We used baseline GRID-HAMD score, treatment condition and BDI-II and Suicidal SIQ-Jr scores at 16 weeks as predictors in the imputation model for GRID-HAMD scores on theoretical grounds (48). We examined both individual items and scale scores from other measures, including measures completed by the parents, to select auxiliary predictors for each GRID-HAMD item, as well as for the BDI-II and SIQ-Jr scores at 16 weeks (53). Predictors for imputing any missing values in these predictor variables themselves were selected using the ‘quickpred’ function of the mice package (51). We used the ‘midastouch’ version of predictive mean matching as the imputation method, which has better performance in small sample contexts (56). We imputed 40 datasets, using 50 iterations of the algorithm.
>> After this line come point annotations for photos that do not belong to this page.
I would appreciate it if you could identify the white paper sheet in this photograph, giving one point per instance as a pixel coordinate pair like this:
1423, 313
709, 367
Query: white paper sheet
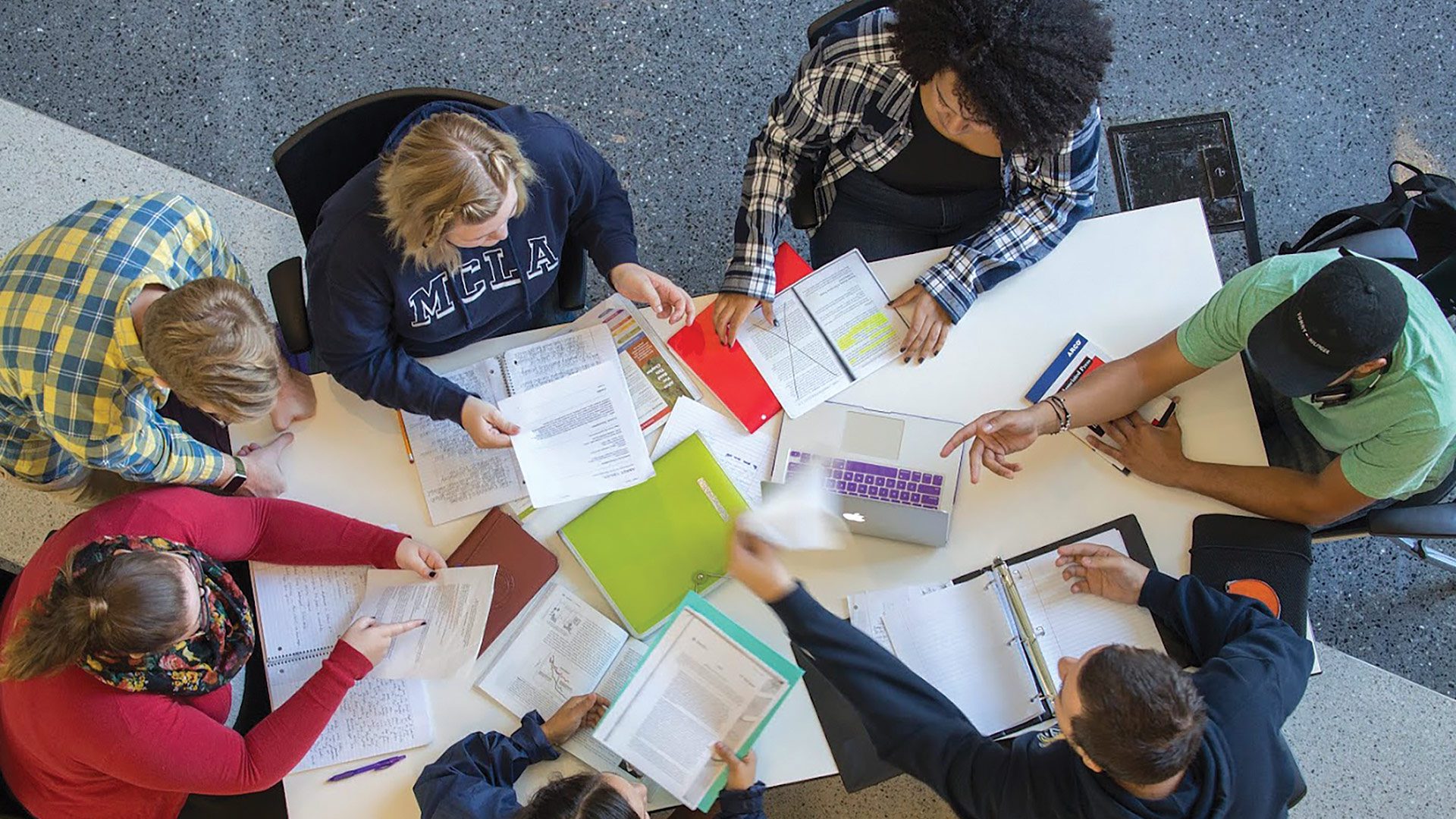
1072, 624
959, 640
747, 460
584, 745
794, 357
455, 607
698, 687
560, 356
579, 436
563, 649
854, 312
456, 475
867, 610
Convergence of the imputation algorithm was assessed by visual inspection of traceplots and found to be satisfactory(48)
Data were analysed by intent-to-treat (ITT) principles. The primary hypothesis was tested with Fisher’s Exact Test. Linear mixed models were fitted to test whether treatment condition was significantly related to change in scores over time on the primary and secondary outcome variables. For primary outcome measured by GRID-HAMD, which had only two timepoints for the observations, we fitted the model to all the imputed datasets and then pooled the resulting estimates. Pooled estimates according to Rubins rules are reported (48). BDI-II had 55% missing across eight timepoints, primary outcomes with multiple observations were analyzed in a mixed modeling framework, handling missing observations using maximum likelihood estimation (49). Variable selection for multilevel analyses was implemented to minimize the information criteria (IC). Since a group mean can conceal changes at an individual level, a Brinley plot (57) was used to visualize within-subjects effects, from pre- to post-treatment score (Figure 2). The Brinley plot is based on the multiply imputed data set, and the uncertainty of the imputed scores is visualized in the plot.
Analyses were conducted using R (version 3.5.1) and the package lme4 (version 1.1-17) (50, 58) and an alpha level of 0.05.